Thermosensitive liposomes: a promising step toward localised chemotherapy

Many small molecules and biologic therapeutics have been developed for solid tumor therapy. However, the unique physiology of tumors makes the actual delivery of these drugs into the tumor mass inefficient. Such delivery requires transport from blood vessels, across the vasculature and into and through interstitial space within a tumor. This transportation is dependent on the physiochemical properties of the therapeutic agent and the biological properties of the tumor. It was hoped the application of nanoscale drug carrier systems would solve this problem. However, issues with poor tumor accumulation and limited drug release have impeded clinical impact. In response, these carrier systems have been redesigned to be paired with targetable external mechanical stimuli which can trigger much enhanced drug release and deposition. The pre-clinical and clinical progress of thermolabile drug carrier systems and the modalities used to trigger the release of their cargo are assessed. Combined application of mild hyperthermia and heat-responsive liposomal drug carriers has great potential utility. Clinical trials continue to progress this approach and serve to refine the technologies, dosing regimens and exposure parameters that will provide optimal patient benefit.

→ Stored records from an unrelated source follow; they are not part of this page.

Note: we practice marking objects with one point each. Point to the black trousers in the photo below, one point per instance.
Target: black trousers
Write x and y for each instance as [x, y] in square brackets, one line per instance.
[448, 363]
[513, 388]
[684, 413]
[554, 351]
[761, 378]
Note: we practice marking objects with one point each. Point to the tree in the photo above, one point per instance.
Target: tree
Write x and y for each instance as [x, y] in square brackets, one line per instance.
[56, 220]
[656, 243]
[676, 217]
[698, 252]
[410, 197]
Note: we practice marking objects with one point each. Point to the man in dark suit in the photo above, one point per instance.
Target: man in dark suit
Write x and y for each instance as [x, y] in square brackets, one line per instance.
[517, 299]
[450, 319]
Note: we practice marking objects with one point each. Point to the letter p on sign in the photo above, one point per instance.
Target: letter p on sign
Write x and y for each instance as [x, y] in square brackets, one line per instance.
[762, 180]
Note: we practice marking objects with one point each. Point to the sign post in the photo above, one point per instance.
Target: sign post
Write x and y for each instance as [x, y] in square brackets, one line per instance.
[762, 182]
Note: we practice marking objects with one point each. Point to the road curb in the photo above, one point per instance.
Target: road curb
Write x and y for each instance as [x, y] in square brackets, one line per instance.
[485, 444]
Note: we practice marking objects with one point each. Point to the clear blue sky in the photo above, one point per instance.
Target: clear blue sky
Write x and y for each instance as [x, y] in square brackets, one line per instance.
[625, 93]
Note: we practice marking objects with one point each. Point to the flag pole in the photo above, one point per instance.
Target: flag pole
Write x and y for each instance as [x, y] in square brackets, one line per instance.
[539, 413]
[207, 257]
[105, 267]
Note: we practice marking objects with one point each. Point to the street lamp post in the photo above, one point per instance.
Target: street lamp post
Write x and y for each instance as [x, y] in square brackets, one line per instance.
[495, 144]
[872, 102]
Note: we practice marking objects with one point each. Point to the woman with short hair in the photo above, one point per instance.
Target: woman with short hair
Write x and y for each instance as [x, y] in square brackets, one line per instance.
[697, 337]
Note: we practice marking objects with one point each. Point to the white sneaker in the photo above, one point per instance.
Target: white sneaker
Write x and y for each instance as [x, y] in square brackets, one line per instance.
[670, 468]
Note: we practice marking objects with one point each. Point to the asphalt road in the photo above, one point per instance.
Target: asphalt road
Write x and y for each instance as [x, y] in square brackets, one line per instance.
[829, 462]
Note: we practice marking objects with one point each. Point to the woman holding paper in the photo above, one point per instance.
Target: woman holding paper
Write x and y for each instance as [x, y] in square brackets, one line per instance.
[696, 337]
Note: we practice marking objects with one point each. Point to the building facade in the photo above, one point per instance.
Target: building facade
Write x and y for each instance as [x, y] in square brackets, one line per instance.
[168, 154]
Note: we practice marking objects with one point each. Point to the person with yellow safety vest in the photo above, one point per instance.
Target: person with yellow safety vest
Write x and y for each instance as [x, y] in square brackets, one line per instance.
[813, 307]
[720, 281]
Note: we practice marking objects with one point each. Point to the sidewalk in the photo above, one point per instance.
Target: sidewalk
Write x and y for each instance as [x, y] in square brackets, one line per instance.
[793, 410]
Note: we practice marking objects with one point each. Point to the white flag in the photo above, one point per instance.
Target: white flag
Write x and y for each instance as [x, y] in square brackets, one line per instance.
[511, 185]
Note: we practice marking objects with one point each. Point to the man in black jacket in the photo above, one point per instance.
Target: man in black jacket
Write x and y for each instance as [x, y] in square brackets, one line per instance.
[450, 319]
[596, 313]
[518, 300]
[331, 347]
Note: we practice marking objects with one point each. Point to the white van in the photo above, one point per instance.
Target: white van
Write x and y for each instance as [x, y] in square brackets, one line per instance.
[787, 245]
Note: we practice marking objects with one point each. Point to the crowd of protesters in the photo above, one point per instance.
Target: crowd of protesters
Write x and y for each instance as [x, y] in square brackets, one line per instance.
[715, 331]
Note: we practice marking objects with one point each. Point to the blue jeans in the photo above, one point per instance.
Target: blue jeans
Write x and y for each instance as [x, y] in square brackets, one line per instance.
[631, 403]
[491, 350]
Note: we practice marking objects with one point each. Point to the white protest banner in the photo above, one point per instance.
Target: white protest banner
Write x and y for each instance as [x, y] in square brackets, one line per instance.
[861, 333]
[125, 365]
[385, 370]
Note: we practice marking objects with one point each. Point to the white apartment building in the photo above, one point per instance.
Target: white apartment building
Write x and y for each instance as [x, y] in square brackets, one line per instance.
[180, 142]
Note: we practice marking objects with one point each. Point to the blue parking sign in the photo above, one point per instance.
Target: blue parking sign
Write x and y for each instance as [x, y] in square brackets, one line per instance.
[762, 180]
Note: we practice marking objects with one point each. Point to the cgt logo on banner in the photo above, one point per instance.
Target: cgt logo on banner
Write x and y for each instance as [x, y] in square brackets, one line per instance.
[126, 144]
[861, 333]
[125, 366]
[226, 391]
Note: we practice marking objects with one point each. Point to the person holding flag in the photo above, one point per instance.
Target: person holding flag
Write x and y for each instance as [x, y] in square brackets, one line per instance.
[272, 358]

针对实体瘤（solid tumor）治疗，已开发出诸多小分子药物与生物治疗剂。然而，肿瘤独特的生理学特性导致这类药物实际递送至肿瘤实体的效率极低。这类药物递送需先从血管出发，穿过脉管系统（vasculature），进入并穿透肿瘤内部的间质间隙。该转运过程取决于治疗剂的理化性质与肿瘤的生物学特性。此前人们曾期望，纳米级药物载体系统（nanoscale drug carrier systems）的应用可解决这一难题。然而，肿瘤蓄积不足与药物释放受限等问题，仍制约了其临床应用价值。为此，研究人员对这类载体系统进行了重新设计，使其可与可靶向的外部机械刺激联用，从而大幅增强药物释放与沉积效果。本文评估了热敏型药物载体系统（thermolabile drug carrier systems）的临床前与临床研究进展，以及用于触发其载荷释放的各类手段。温和热疗（mild hyperthermia）与热响应脂质体药物载体的联合应用，展现出极佳的应用潜力。相关临床试验正持续推进该疗法的发展，并不断优化相关技术、给药方案与暴露参数，以期为患者带来最优获益。